Pratik Jain explains how a universal semantic layer gives an extra slice of data efficiency.
Organisations have been stockpiling huge amounts of data, but only a few have developed ecosystems which use it effectively for analytical insights that drive business decisions and strategy. The logjams spring from various quarters, from data residing in silos or having inconsistent definitions to slow processing speeds – all resulting in poor accuracy and trust in the distilled intelligence.
The case for a universal semantic layer
Legacy systems cannot be replaced overnight with smart new data ecosystems, so data engineers are tasked to develop a hybrid architecture. This only adds to the complexities.
A universal semantic layer (USL) is seen as a panacea to several of these challenges. It becomes a standardised framework that ensures data access, consistency, readiness and interoperability across multiple data sources.
Acting at the critical juncture of data storage, processing and visualisation, the USL transforms the underlying data sprawl into a unified and coherent view. At the same time, it transposes raw data definitions and business semantics, making the data view and business analytics highly user friendly.
Instead of working with cryptic and technical field names like prod_id or txn_dt, business users work with product names and transaction dates, making it easier for them to view data in a meaningful way. It provides the necessary business-ready data for analysis. It also integrates with data transformation tools and ETL (extract, transform, load) processes, ensuring that data is consistently modelled and prepared.
Key functions of a semantic layer
Abstraction of the technicalities of the underlying data is vital to making interactions with analytics tools effortless for business users. They can now query, “What was the gross margin for product X over last year?”
The USL must ensure that the derived results are contextual and actionable from their perspective. For this, it must perform some critical functions, including the following:
Data unification
A semantic layer resolves discrepancies between different naming conventions, formats and structures used in different storage locations including cloud warehouses, data lakes or on-prem RDBMS. It harmonises the data, creating a single unified dataset eliminating errors that may occur due to duplication or misinterpretation.
Metric standardisation
Business metrics are often defined differently across teams and applications, leading to inconsistent reports, resulting in lowered trust in using data insights for making critical decisions. A metric such as gross margin could be worked out as total sale value minus cost of goods by the sales team, while the finance team may also discount for inventory carrying costs.
When a semantic layer is used, it eliminates these discrepancies by being a common central repository of all business metrics definitions. Complex formulas used to arrive at the metrics are all pre-defined.

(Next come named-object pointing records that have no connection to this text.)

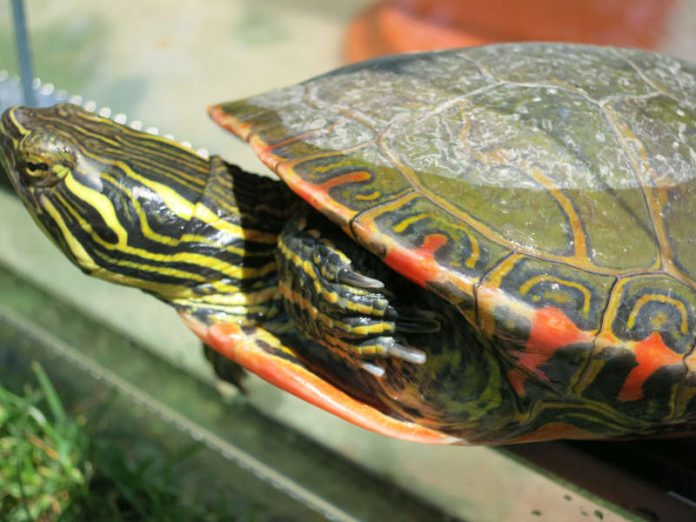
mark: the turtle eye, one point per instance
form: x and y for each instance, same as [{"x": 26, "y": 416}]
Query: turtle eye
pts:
[
  {"x": 42, "y": 173},
  {"x": 36, "y": 169},
  {"x": 44, "y": 159}
]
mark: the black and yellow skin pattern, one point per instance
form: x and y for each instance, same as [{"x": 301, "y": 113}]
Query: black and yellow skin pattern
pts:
[{"x": 508, "y": 254}]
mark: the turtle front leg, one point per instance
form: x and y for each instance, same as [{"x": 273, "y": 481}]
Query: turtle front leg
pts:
[{"x": 344, "y": 298}]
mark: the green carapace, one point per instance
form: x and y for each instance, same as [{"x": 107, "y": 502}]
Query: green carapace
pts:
[{"x": 486, "y": 245}]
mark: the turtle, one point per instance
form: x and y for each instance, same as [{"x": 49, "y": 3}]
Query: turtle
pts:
[{"x": 486, "y": 245}]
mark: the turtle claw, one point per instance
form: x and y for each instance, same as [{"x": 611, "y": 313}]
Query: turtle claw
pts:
[
  {"x": 373, "y": 369},
  {"x": 347, "y": 276},
  {"x": 407, "y": 353},
  {"x": 416, "y": 325}
]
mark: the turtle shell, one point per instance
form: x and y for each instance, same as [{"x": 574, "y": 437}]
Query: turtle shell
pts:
[{"x": 545, "y": 190}]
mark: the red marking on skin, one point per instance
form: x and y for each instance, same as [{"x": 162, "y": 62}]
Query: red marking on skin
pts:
[
  {"x": 551, "y": 330},
  {"x": 651, "y": 354},
  {"x": 418, "y": 264},
  {"x": 295, "y": 378}
]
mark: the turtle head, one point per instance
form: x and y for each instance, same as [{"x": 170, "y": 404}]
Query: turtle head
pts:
[
  {"x": 99, "y": 189},
  {"x": 123, "y": 205}
]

Data governance and access
Access control is key to maintaining compliance with industry regulations and organisational policies. With a USL, data ecosystems can implement centralised control over permissions for view and modify rights based on roles. Sensitive information can be protected as per organisational policies while techniques such as masking and anonymisation can be applied. Moreover, a central audit trail can be maintained for review and risk analysis for potential data breaches.
Self-service analysis
USL enables business users to create custom views as per their roles and context. It offers a highly flexible and agile data ecosystem that supports ad-hoc analysis independently, reducing the need for technical support from data engineering teams. Users may apply new business rules or define calculated fields dynamically enabling drilling down for deeper data insights from the dashboards.

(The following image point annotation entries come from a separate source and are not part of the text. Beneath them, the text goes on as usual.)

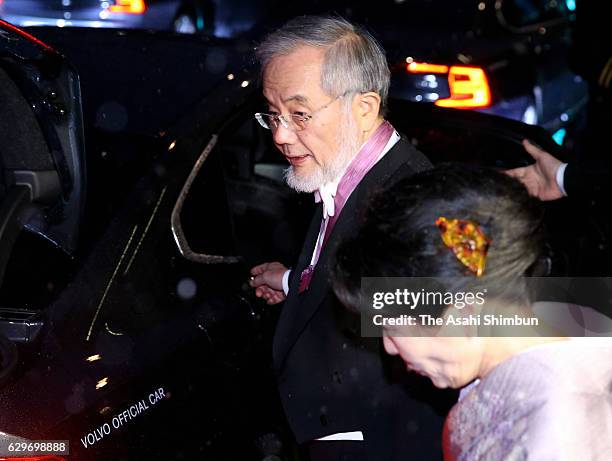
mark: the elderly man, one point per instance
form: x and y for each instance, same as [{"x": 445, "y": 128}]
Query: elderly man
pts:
[{"x": 326, "y": 83}]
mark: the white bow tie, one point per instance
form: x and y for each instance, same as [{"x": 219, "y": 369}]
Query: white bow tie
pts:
[{"x": 326, "y": 194}]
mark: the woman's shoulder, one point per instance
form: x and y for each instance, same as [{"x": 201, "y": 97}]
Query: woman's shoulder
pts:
[{"x": 546, "y": 402}]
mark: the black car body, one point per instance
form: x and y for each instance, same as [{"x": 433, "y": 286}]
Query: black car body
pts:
[{"x": 127, "y": 326}]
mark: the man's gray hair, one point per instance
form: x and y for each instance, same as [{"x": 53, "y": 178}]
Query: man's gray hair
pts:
[{"x": 354, "y": 61}]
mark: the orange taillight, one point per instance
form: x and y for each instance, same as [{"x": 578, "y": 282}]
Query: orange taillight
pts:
[
  {"x": 469, "y": 88},
  {"x": 128, "y": 7}
]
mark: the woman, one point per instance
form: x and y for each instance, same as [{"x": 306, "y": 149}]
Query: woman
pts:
[{"x": 526, "y": 396}]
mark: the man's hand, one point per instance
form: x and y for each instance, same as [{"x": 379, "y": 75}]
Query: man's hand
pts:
[
  {"x": 539, "y": 178},
  {"x": 267, "y": 279}
]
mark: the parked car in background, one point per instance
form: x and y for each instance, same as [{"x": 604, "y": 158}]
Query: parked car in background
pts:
[
  {"x": 503, "y": 57},
  {"x": 213, "y": 17},
  {"x": 136, "y": 191}
]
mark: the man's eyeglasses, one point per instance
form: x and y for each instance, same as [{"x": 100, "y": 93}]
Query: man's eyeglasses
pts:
[{"x": 294, "y": 122}]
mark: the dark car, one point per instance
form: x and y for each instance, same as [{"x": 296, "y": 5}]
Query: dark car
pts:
[
  {"x": 223, "y": 18},
  {"x": 135, "y": 195}
]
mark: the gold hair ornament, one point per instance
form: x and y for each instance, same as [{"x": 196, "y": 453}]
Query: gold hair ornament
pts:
[{"x": 467, "y": 240}]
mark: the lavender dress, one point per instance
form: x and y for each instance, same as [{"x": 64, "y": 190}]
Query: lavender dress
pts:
[{"x": 550, "y": 402}]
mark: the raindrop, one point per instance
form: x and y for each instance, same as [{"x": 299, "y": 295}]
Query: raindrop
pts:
[
  {"x": 216, "y": 61},
  {"x": 111, "y": 116},
  {"x": 186, "y": 289}
]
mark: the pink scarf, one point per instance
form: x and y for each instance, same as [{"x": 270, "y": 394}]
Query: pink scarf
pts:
[{"x": 363, "y": 162}]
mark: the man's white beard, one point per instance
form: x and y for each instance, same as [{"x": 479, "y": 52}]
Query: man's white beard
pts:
[{"x": 348, "y": 146}]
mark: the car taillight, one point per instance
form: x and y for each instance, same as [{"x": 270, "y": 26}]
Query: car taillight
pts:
[
  {"x": 469, "y": 86},
  {"x": 128, "y": 6},
  {"x": 426, "y": 68},
  {"x": 36, "y": 458},
  {"x": 25, "y": 35}
]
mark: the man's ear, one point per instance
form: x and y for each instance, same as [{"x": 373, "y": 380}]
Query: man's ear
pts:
[{"x": 366, "y": 108}]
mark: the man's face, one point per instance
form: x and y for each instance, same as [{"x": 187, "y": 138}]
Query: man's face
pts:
[{"x": 320, "y": 152}]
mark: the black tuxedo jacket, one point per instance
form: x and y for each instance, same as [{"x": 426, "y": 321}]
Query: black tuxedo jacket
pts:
[{"x": 330, "y": 379}]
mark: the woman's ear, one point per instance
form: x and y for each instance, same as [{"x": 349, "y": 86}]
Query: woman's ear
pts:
[{"x": 464, "y": 322}]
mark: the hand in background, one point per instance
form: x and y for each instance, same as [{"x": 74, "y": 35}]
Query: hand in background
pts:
[
  {"x": 267, "y": 279},
  {"x": 539, "y": 178}
]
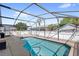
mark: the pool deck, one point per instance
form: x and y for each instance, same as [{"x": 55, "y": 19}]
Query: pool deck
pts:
[{"x": 14, "y": 47}]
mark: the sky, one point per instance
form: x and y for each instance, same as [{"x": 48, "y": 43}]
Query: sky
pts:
[{"x": 37, "y": 11}]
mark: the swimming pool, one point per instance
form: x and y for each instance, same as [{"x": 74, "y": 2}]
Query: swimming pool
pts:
[{"x": 41, "y": 47}]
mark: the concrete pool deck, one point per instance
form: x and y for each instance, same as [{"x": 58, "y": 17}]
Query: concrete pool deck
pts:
[{"x": 15, "y": 46}]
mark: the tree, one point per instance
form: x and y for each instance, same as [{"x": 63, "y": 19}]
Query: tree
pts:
[
  {"x": 52, "y": 27},
  {"x": 21, "y": 26}
]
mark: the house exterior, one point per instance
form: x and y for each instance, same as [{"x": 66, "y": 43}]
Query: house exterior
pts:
[{"x": 69, "y": 27}]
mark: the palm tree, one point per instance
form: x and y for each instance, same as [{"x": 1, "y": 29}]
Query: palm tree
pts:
[{"x": 39, "y": 23}]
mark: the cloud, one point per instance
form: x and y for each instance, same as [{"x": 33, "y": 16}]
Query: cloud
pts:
[
  {"x": 21, "y": 15},
  {"x": 66, "y": 5}
]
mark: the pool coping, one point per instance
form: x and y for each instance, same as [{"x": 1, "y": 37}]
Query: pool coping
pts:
[{"x": 69, "y": 43}]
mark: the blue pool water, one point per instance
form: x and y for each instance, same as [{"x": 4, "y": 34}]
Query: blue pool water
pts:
[{"x": 41, "y": 47}]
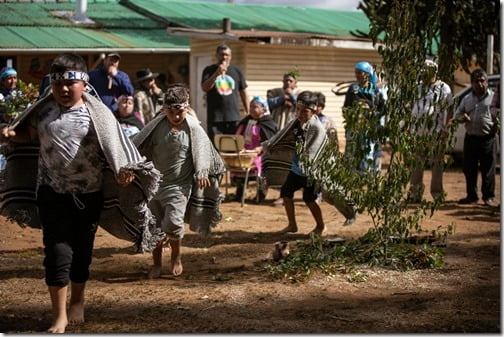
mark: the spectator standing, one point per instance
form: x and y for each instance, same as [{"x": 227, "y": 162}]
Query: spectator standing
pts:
[
  {"x": 256, "y": 128},
  {"x": 129, "y": 119},
  {"x": 480, "y": 141},
  {"x": 435, "y": 98},
  {"x": 8, "y": 85},
  {"x": 366, "y": 94},
  {"x": 110, "y": 82},
  {"x": 223, "y": 84},
  {"x": 285, "y": 110},
  {"x": 148, "y": 97}
]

For example, a sales manager may use self-service analytics to explore all the possible factors that are contributing to slowdown of sales in a region or find the impact of a discount scheme on various product lines.

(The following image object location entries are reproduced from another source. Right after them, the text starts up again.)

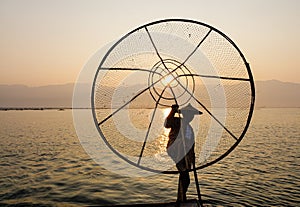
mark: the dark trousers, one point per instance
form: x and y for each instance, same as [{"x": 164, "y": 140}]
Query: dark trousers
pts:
[{"x": 183, "y": 184}]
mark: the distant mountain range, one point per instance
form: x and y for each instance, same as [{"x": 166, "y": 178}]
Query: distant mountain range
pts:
[{"x": 270, "y": 93}]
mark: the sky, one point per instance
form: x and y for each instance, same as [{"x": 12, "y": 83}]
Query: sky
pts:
[{"x": 47, "y": 42}]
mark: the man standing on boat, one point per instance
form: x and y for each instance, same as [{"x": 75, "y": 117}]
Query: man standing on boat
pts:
[{"x": 180, "y": 146}]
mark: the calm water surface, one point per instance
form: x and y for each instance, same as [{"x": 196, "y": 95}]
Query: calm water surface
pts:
[{"x": 43, "y": 163}]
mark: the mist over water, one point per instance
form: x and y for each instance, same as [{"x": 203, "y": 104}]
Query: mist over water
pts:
[{"x": 42, "y": 162}]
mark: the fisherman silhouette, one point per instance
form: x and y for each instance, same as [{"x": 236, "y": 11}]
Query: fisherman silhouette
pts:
[{"x": 180, "y": 145}]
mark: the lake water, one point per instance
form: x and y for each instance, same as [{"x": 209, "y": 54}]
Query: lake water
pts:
[{"x": 43, "y": 163}]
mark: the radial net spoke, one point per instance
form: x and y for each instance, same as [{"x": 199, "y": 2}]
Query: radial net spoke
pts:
[
  {"x": 216, "y": 77},
  {"x": 150, "y": 124},
  {"x": 131, "y": 69},
  {"x": 134, "y": 97},
  {"x": 204, "y": 107}
]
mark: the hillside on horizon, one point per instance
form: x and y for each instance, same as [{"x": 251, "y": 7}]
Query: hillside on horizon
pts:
[{"x": 271, "y": 93}]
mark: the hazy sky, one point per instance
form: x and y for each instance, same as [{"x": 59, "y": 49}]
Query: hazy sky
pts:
[{"x": 48, "y": 41}]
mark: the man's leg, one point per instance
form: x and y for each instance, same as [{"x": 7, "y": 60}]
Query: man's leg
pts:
[{"x": 185, "y": 183}]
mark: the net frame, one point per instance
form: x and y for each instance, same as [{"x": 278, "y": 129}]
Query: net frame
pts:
[{"x": 249, "y": 79}]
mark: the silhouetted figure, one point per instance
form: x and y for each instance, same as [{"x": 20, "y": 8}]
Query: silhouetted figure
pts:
[{"x": 180, "y": 146}]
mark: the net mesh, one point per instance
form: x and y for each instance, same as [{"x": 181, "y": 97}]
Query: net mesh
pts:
[{"x": 166, "y": 63}]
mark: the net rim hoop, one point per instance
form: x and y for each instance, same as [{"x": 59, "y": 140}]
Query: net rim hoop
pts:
[{"x": 252, "y": 86}]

Benefits of a semantic layer
By decoupling the data consumption layer from its underlying storage and processing complexities, a USL allows organisations to embrace new hybrid and multi-cloud environments without disrupting analytical workflows.
Even as businesses evolve, USLs can remain a single repository of key metrics and KPIs, centrally enforce changed governance practices and ensure that reports and insights remain consistent, reliable and readily accessible. By enabling all this, USLs deliver significant advantages, including:
Faster time to insights
A USL accelerates decisions by allowing business users to access and analyse data without requiring deep technical expertise or relying on data teams.
Improved collaboration
When insights are accessible and trusted across departments, organisations can build a culture of data-driven decisions.
Multidimensional insights
Complex strategic decisions need analysis using multiple dimensions, allowing leadership teams to explore insights across various perspectives.
A USL is a perfect platform to power such multidimensional analysis without significant performance degradations. It can be further optimized with AI and ML tools that can design, query and maintain structured data models that map both raw and aggregated data.
A future-ready data ecosystem
With exponential growth in data and the need to leverage it for competitive edge, data ecosystems should be designed for scale, speed and adaptability. A universal semantic layer is the right platform that embodies these features with flexibility to integrate with new data sources as well as different BI/analytical tools.
By Pratik Jain
Pratik Jain is a senior technical architect at Kyvos Insights, a data analytics and business intelligence company. He has been part of the company since its inception and has nearly 20 years of experience in building highly secured and scalable distributed business intelligence products.